I also believe we need to have multilingual support #302 in place first [..]

Note that if we want to handle sub/super-scripts Unicode is quite restricted [..]

To me, both are off topic; these are completely orthogonal issues. We can decide on the supported encoding for identifiers regardless of (1) additional translation support or (2) text rendering support.

Unicode is about glyphs; the individual symbols of an alphabet and their symbolic meaning. It is not about text or natural language per se -- it is not about the meaning of sentences, the relation of text parts either grammatical or due to layout (i.e., spatial relations). It is not a text rendering engine. Problems like sub- and superscription, underscoring, overscoring or striking through, sentences or paragraphs, lists, floating text and image embedding are not at all handled by Unicode and are a completely different topic. Any future decision on text rendering support we agree can be combined with Unicode support and should be taken separately. At most, we can consider how well different alphabets are supported by common fonts; but just to be crystal clear: how to render a glyph or combinations of glyphs is completely up to the font developer and the text rendering engine -- fonts are an artistic and text rendering problem not a Unicode issue.

Likewise, translation support is completely orthogonal. Again, translation is about text meaning, which is not the topic of Unicode.

We should not obfuscate these problems with the problem Unicode treats: unique, universal encoding of glyphs (individual symbols of different alphabets).

christoff-buerger commented 5 years ago

But how are other languages dealing with the canonicalization issue? For example, take the Swedish letter 'å'. In Sweden, it is clear that this should be LATIN SMALL LETTER A WITH RING ABOVE (UTF-8: C3 A5), but in most parts of the world, it is probably just a Unicode sequence for an 'a' with an COMBINING RING ABOVE, å (UTF-8: 61 CC 8A). With the two appearing the same, code using these would be completely obfuscated unless they are treated as equivalent.

I think the problem you describe is on the user's side. It is about the try to use a glyph without knowing its meaning. The user who tries to render å by writing a followed by a circle above in terms of a Combining Diacritical Mark clearly does not know å in the first place. He starts using it out of its semantic context (alphabetic misuse). We could try to attenuate such missuses by automatically applying some kind of normalization/canonicalization which can help a lot. But if we go Unicode, such issues will always remain.

If one doesn't know what one does, one should not expect to succeed: both å are not the same, even they look the same.
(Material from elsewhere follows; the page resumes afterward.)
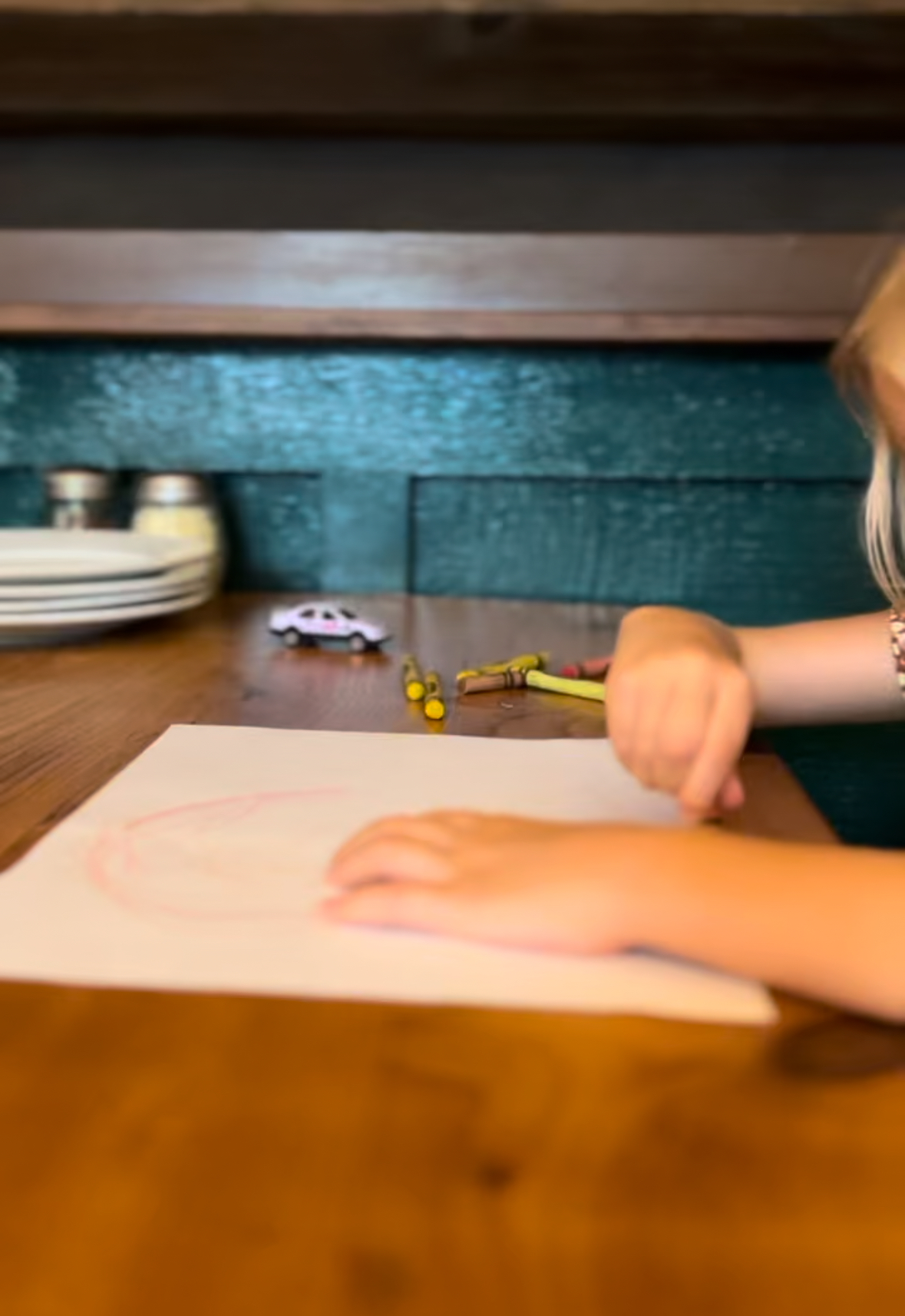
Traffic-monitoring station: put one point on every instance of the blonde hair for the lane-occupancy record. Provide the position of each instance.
(884, 501)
If one does not understand why, then the contextual knowledge is missing. I am also not starting to try to compose Chinese glyphs out of Combining Diacritical Marks because I don't know anything about the Chinese alphabet.
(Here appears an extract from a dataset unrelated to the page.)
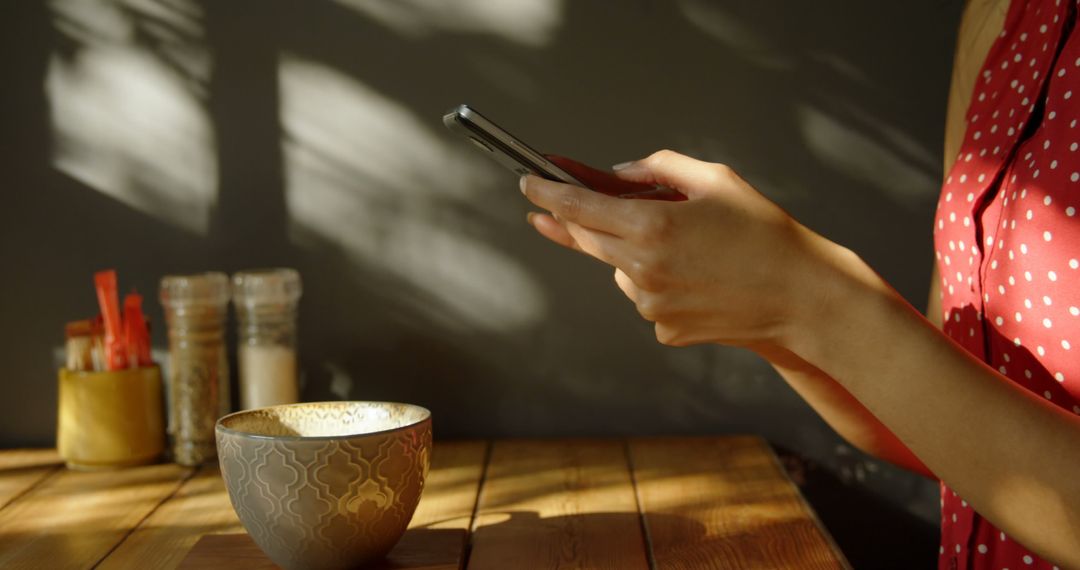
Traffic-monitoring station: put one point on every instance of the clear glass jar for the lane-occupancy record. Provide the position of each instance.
(196, 308)
(266, 302)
If we like to avoid this issue at all, the only solution is to not support Unicode and stay ASCII -- or train everybody to a level he knows all kind of alphabets :)

Like said, normalization can help with this, but won't catch all cases. It also has the problem, that text of users who know what they do is changed to some canonical form, which may then be wrong considering the used alphabet. For example, a followed by the circle Combining Diacritical Mark may in fact be correct, because the context was not the Swedish å but an a with a circle above (let's say some funny math notation). Anyway, I consider normalization more useful even considering this issue.

christiankral commented 5 years ago

If we like to avoid this issue at all, the only solution is to not support Unicode and stay ASCII -- or train everybody to a level he knows all kind of alphabets :)

I am very much in favor of supporting Unicode over keeping ASCII. I guess we can never avoid that some stumbles into some issue from time to time. Yet, trying to avoid such issues as much as possible is possible by having proper documentation and guidelines.

HansOlsson commented 1 year ago

Push back this one? The normalization issue has not been clarified yet.